Russia and China have welcomed Assad's reform pledges, including the promised election, and have blocked moves in the United Nations to censure the Syrian leader.

Chinese Premier Wen Jiabao said on Wednesday that Beijing was taking no sides in the crisis, and that he was "deeply pained" by the suffering of the Syrian people, though his remarks did not suggest China's diplomatic position will change.

Earlier, state media said China will offer $2 million in humanitarian aid through the Red Cross.

Russian Foreign Minister Sergei Lavrov said on Tuesday that Syrian government forces would not stop fighting or withdraw from their positions unless rebel forces instantly mirrored their move.

The U.S. State Department was dismissive of Assad's election plan: "Parliamentary elections for a rubber-stamp parliament in the middle of the kind of violence that we're seeing across the country? It's ridiculous," spokeswoman Victoria Nuland said.

Strewn bodies

After a crackdown in the central city of Homs, the army has intensified its operations in the north and has been shelling the town of Idlib for the past three days.

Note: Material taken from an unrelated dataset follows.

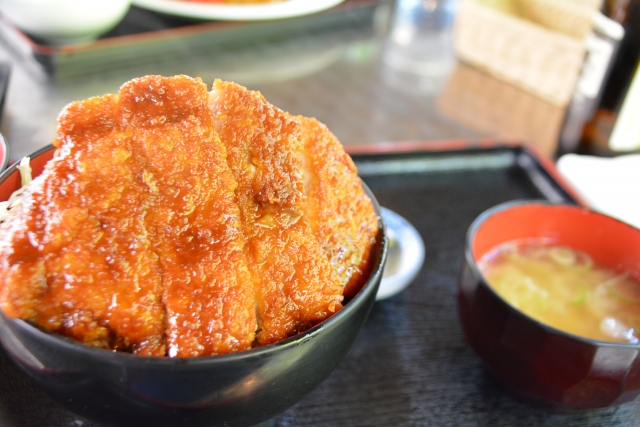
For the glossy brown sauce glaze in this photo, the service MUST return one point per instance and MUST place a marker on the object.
(175, 222)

An activist in the town, speaking by telephone, said security forces had killed more than 20 people trying to leave the area in the past two days and dumped their bodies in al-Bilal mosque. When locals went to inspect the corpses, they too came under fire, pushing the death toll above 50, he said.

Another activist gave a slightly lower death toll.

"When people came from the neighbourhood early this morning, the security forces also started firing at them. In total, about 45 people were massacred," said the man, who like many in Syria gave only his first name, Mohammed, for fear of reprisals.

Reports from Syria cannot be independently verified as the authorities deny access to rights groups and journalists.

Video footage showed the bodies of several unidentified men strewn on the floor of the mosque.

Army defectors killed at least 10 soldiers in an ambush in Idlib region, while rebels also killed 12 members of the security forces in the southern town of Deraa, according to the British-based Syrian Observatory for Human Rights.

Following meetings with Assad at the weekend in Damascus, former U.N. chief Annan held talks in Ankara with the Syrian National Council (SNC) - a fractious assortment of Assad opponents whose leadership lives abroad.

Abdel Baset Seda, a member of the SNC's executive council who attended the meeting, said Annan had been reluctant to detail what he had proposed to Assad.

"But he (Annan) told us that the proposals included some questions and that he is awaiting al-Assad's responses to them and that he had plans depending on whether the responses came in positive or negative," Seda told Reuters by phone from Turkey.

Seda added: "He (Annan) spoke with us about the humanitarian situation in Syria and how to deliver emergency aid into Syria to help the people and also spoke about the idea of sending international monitors."

The United Nations said on Tuesday that it would soon deploy human rights monitors in countries bordering Syria to collect eyewitness testimony on atrocities committed in the country.

The SNC itself is deeply divided, as the resignation of three prominent members from the council on Tuesday showed.

Haitham al-Maleh, a former judge and long-standing dissident against four decades of Assad family rule, was joined by opposition leader Kamal al-Labwani and human rights lawyer Catherine al-Talli in announcing their resignation.

Syria lies in a pivotal position, bordering Turkey, Jordan, Israel, Iraq and Lebanon. Its 23-million population comprises a mix of faiths, sects and ethnic groups, and analysts say the gathering conflict could destabilise the entire region.

On Tuesday, the Organisation of Islamic Cooperation (OIC), the world's largest Islamic body, said it had received permission by Damascus to send humanitarian aid to Syria, and will send a team there soon to assess the population needs.